In a separate interview, President Aquino said he still hopes to have a heart-to-heart talk with Chinese president Hu Jintao in the near future after a tight schedule prevented the two leaders from having a bilateral meeting during the Asia Pacific Economic Cooperation Summit held in Vladivostok, Russia recently. The president explained that the bilateral meeting did not materialize because Hu had to rush home after China was rocked by two strong earthquakes during the summit.
“I am still hoping to have a dialogue with him where we could have a heart-to-heart talk and sharing of all of our thoughts in total honesty and openness. So that seems to be the way forward to settle all of these things,” Aquino said.
He also said that, during the Apec summit, Hu seems to be receptive to the Philippines’ idea of “moving forward”. In relation to his AO, the president also tasked the Foreign Affairs department to work with the National Mapping and Resource Information Authority to produce charts and maps of the Philippines reflecting the West Philippine Sea.

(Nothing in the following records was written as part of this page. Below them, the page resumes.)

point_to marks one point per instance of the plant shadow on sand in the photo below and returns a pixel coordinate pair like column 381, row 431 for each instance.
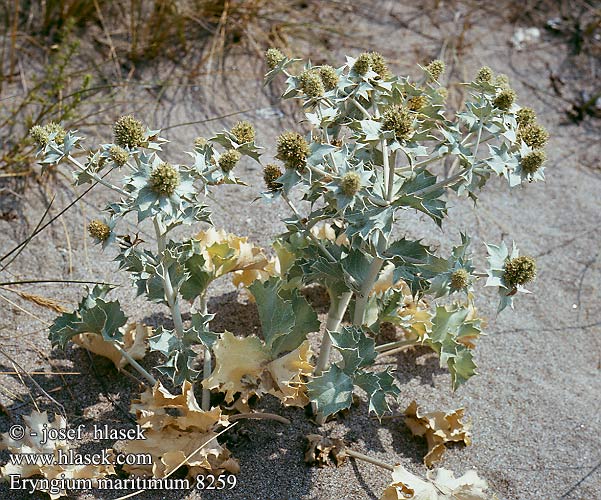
column 102, row 395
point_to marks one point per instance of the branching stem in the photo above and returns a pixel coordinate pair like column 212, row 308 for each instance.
column 139, row 368
column 206, row 364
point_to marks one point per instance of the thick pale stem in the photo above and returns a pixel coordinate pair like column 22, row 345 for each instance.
column 259, row 416
column 338, row 306
column 205, row 403
column 393, row 345
column 170, row 294
column 139, row 368
column 377, row 263
column 363, row 295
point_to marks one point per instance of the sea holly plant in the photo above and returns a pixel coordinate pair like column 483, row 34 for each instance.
column 152, row 190
column 374, row 150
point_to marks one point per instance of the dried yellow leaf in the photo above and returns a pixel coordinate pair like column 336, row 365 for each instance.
column 31, row 444
column 288, row 374
column 440, row 486
column 244, row 365
column 177, row 433
column 438, row 428
column 135, row 343
column 239, row 363
column 323, row 451
column 225, row 253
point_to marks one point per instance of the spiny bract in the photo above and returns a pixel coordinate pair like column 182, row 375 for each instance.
column 99, row 230
column 229, row 159
column 271, row 173
column 398, row 119
column 350, row 183
column 292, row 149
column 118, row 155
column 129, row 132
column 243, row 132
column 519, row 271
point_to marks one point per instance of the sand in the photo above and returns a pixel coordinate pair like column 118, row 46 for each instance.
column 535, row 404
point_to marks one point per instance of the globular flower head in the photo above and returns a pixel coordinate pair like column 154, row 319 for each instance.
column 228, row 160
column 504, row 99
column 58, row 131
column 329, row 77
column 350, row 183
column 41, row 134
column 525, row 116
column 273, row 57
column 533, row 134
column 164, row 179
column 533, row 160
column 378, row 64
column 243, row 132
column 417, row 102
column 502, row 80
column 271, row 174
column 362, row 64
column 118, row 155
column 519, row 271
column 398, row 119
column 435, row 69
column 484, row 75
column 311, row 83
column 292, row 149
column 460, row 279
column 129, row 132
column 99, row 230
column 200, row 142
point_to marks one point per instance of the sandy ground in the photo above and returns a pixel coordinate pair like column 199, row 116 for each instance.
column 535, row 405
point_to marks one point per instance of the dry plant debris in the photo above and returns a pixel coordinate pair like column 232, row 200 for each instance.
column 323, row 451
column 245, row 366
column 186, row 438
column 134, row 343
column 440, row 484
column 31, row 444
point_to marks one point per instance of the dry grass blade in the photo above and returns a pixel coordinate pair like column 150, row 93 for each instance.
column 39, row 300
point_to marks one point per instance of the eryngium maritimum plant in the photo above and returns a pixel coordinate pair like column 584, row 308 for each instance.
column 373, row 151
column 169, row 271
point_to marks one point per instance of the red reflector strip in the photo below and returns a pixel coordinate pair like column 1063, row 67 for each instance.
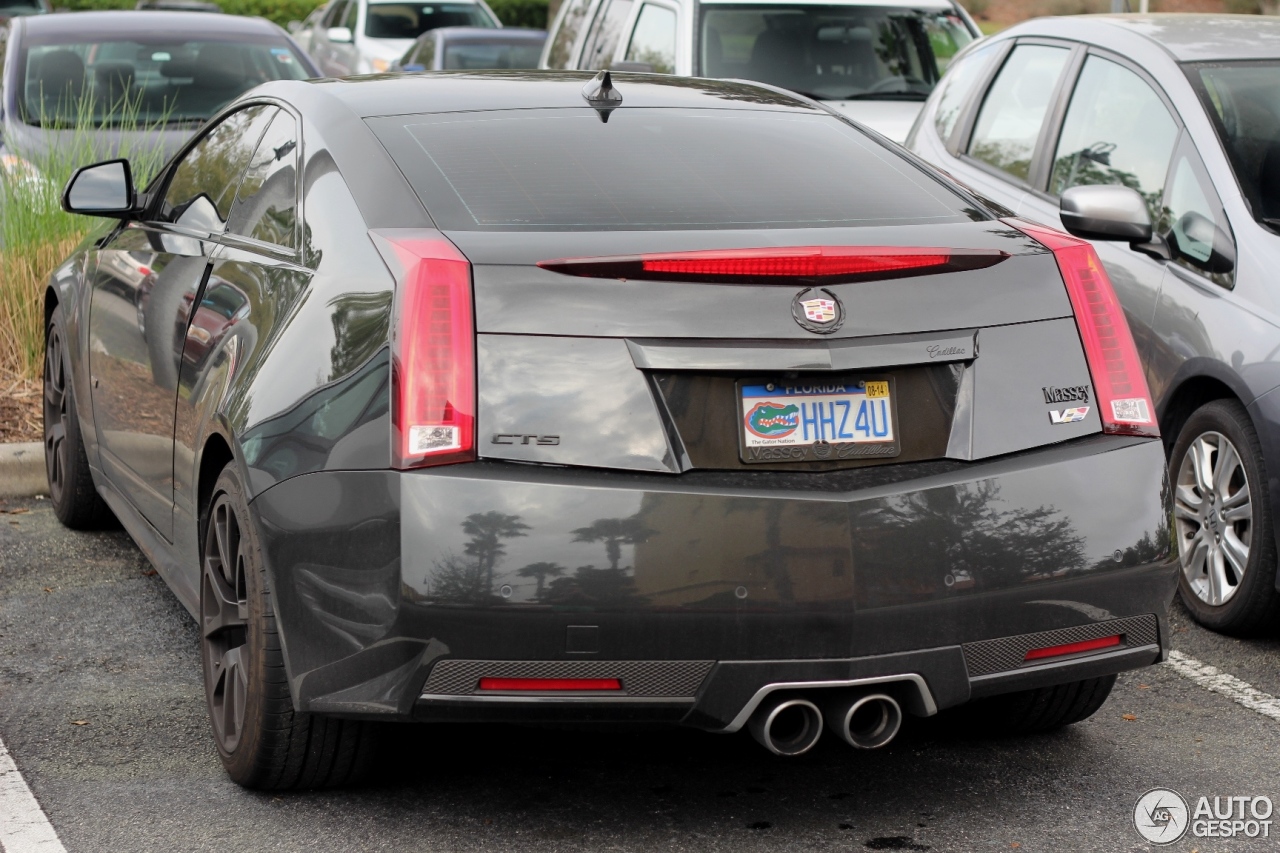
column 1073, row 648
column 818, row 264
column 551, row 684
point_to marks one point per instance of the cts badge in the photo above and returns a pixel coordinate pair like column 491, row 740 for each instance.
column 818, row 310
column 1068, row 415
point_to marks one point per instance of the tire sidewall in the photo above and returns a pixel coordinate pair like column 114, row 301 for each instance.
column 242, row 763
column 1230, row 419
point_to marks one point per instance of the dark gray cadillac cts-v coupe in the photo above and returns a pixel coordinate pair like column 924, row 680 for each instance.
column 545, row 397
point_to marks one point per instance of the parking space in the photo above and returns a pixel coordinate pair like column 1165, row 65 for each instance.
column 103, row 711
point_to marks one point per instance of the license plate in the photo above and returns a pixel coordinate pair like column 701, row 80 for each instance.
column 794, row 420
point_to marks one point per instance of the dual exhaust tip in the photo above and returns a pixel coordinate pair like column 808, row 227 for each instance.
column 791, row 725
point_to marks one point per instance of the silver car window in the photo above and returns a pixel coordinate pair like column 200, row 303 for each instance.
column 1116, row 132
column 1013, row 113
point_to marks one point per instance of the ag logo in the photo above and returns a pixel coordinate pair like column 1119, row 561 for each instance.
column 818, row 310
column 1161, row 816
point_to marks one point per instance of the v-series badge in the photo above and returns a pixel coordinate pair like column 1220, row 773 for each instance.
column 1066, row 395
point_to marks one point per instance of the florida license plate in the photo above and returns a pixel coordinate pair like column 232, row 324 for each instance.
column 817, row 419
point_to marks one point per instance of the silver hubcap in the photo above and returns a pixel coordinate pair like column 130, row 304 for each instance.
column 1215, row 518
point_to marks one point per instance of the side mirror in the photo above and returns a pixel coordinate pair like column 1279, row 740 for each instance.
column 101, row 190
column 1197, row 240
column 1106, row 213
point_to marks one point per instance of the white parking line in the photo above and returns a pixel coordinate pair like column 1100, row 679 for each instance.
column 23, row 825
column 1225, row 684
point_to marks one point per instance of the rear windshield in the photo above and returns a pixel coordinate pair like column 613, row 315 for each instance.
column 832, row 51
column 512, row 53
column 657, row 169
column 146, row 80
column 411, row 19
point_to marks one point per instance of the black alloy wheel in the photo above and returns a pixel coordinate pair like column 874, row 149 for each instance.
column 1223, row 520
column 71, row 482
column 263, row 742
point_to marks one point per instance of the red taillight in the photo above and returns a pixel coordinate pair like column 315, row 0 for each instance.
column 1124, row 401
column 433, row 363
column 816, row 264
column 549, row 684
column 1073, row 648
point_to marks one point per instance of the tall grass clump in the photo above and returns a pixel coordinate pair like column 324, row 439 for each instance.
column 36, row 236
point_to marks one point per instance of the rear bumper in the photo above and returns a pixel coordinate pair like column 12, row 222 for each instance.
column 705, row 592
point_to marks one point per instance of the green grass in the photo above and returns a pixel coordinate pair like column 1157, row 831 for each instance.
column 36, row 236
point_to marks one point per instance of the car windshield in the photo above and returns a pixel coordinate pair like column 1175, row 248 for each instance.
column 522, row 53
column 831, row 51
column 145, row 82
column 411, row 19
column 1244, row 101
column 658, row 169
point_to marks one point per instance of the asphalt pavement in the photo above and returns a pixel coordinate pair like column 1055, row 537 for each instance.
column 103, row 712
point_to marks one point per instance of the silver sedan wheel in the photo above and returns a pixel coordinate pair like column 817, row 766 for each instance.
column 1214, row 514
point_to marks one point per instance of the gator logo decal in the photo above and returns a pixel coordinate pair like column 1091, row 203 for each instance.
column 771, row 420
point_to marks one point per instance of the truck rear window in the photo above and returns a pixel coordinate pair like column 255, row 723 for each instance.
column 658, row 169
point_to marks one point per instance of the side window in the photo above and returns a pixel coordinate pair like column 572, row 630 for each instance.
column 266, row 203
column 606, row 33
column 1014, row 110
column 562, row 45
column 1193, row 222
column 956, row 86
column 333, row 17
column 204, row 183
column 1116, row 131
column 653, row 41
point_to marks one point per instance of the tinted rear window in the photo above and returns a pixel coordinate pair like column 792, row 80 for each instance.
column 657, row 169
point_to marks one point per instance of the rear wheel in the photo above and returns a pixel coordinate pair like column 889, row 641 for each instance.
column 71, row 483
column 1225, row 539
column 1042, row 708
column 263, row 742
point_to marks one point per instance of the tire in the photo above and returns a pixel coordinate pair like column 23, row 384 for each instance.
column 263, row 742
column 1223, row 519
column 71, row 483
column 1040, row 710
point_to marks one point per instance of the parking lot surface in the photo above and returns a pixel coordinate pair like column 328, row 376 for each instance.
column 103, row 711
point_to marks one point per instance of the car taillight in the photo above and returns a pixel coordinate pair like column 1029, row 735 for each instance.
column 1124, row 401
column 814, row 264
column 433, row 350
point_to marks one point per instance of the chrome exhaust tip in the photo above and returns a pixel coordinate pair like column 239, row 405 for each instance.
column 786, row 726
column 868, row 723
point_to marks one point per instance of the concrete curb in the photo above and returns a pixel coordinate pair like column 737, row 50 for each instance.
column 22, row 470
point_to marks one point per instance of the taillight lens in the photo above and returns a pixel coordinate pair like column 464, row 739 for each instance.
column 433, row 350
column 814, row 264
column 1124, row 401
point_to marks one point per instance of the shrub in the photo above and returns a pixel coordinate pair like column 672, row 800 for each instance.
column 521, row 13
column 36, row 235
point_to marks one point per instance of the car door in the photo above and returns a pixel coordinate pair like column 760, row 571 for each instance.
column 997, row 145
column 1118, row 129
column 147, row 274
column 255, row 274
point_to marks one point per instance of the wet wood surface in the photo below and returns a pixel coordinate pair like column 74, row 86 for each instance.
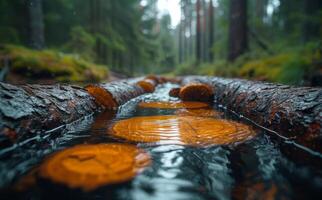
column 294, row 112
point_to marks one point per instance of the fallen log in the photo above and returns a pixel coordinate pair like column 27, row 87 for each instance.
column 195, row 91
column 34, row 108
column 293, row 112
column 112, row 95
column 28, row 110
column 148, row 85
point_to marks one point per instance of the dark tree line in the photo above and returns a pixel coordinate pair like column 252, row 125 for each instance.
column 123, row 34
column 241, row 23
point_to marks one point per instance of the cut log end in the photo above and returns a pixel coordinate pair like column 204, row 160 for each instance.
column 196, row 92
column 102, row 96
column 91, row 166
column 148, row 85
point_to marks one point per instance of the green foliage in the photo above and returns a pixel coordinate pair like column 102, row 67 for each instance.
column 49, row 64
column 289, row 67
column 81, row 42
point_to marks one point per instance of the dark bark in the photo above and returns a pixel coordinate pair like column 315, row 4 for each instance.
column 114, row 94
column 237, row 42
column 28, row 110
column 38, row 108
column 294, row 112
column 36, row 24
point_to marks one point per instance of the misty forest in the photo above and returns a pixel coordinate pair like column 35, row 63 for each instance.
column 161, row 99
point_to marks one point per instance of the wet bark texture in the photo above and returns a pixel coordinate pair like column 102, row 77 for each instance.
column 33, row 109
column 294, row 112
column 114, row 94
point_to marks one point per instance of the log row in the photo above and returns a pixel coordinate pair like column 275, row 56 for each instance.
column 29, row 110
column 294, row 112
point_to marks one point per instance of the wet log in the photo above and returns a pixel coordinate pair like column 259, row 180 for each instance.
column 148, row 85
column 174, row 92
column 114, row 94
column 28, row 110
column 293, row 112
column 35, row 108
column 195, row 91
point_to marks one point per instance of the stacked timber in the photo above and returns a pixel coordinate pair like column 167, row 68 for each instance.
column 28, row 110
column 293, row 112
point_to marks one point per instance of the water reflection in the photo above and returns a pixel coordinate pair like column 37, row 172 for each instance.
column 254, row 169
column 185, row 130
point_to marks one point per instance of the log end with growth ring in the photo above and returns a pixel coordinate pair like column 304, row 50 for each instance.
column 196, row 92
column 174, row 92
column 148, row 85
column 102, row 96
column 88, row 167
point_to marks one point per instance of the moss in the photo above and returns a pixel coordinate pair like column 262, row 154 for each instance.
column 50, row 64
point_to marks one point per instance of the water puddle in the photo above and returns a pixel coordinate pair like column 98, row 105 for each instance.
column 147, row 152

Foreign Affairs spokesman Raul Hernandez said they will immediately comply with the president’s order. “The President has given us an order with regards to the naming of West Philippine Sea of the Republic of the Philippines. The DFA will follow his order and will deposit at the appropriate time, a copy of the AO with the official map reflecting the West Philippine Sea with the United Nations and other International organizations,” Hernandez said.
Tasked to work with the DFA and NAMRIA in fulfilling the President’s order are the International Hydrographic Organization and the United Nations Conference on the Standardization of Geographical Names. President Aquino also ordered the Education Department, the Commission on Higher Education and all state universities and colleges to issue circulars requiring the use of the term “West Philippine Sea” in all relevant subjects, researches and instructional materials, such as, among others, text books, instructional materials, and audio-visual presentations.
According to the AO, all departments, he said, subdivisions, agencies and instrumentalities of the Government are also mandated to “use and employ the name West Philippine Sea in all communications, messages and public documents, to popularize the use of such name in the general public, both domestically and internationally,”.
“This Order shall take effect immediately,” President Aquino declared, adding that the funds for the production of maps of the Philippines reflecting the West Philippines sea, would come from the existing annual budget of the concerned agencies, subject to the usual accounting and auditing rules and regulations.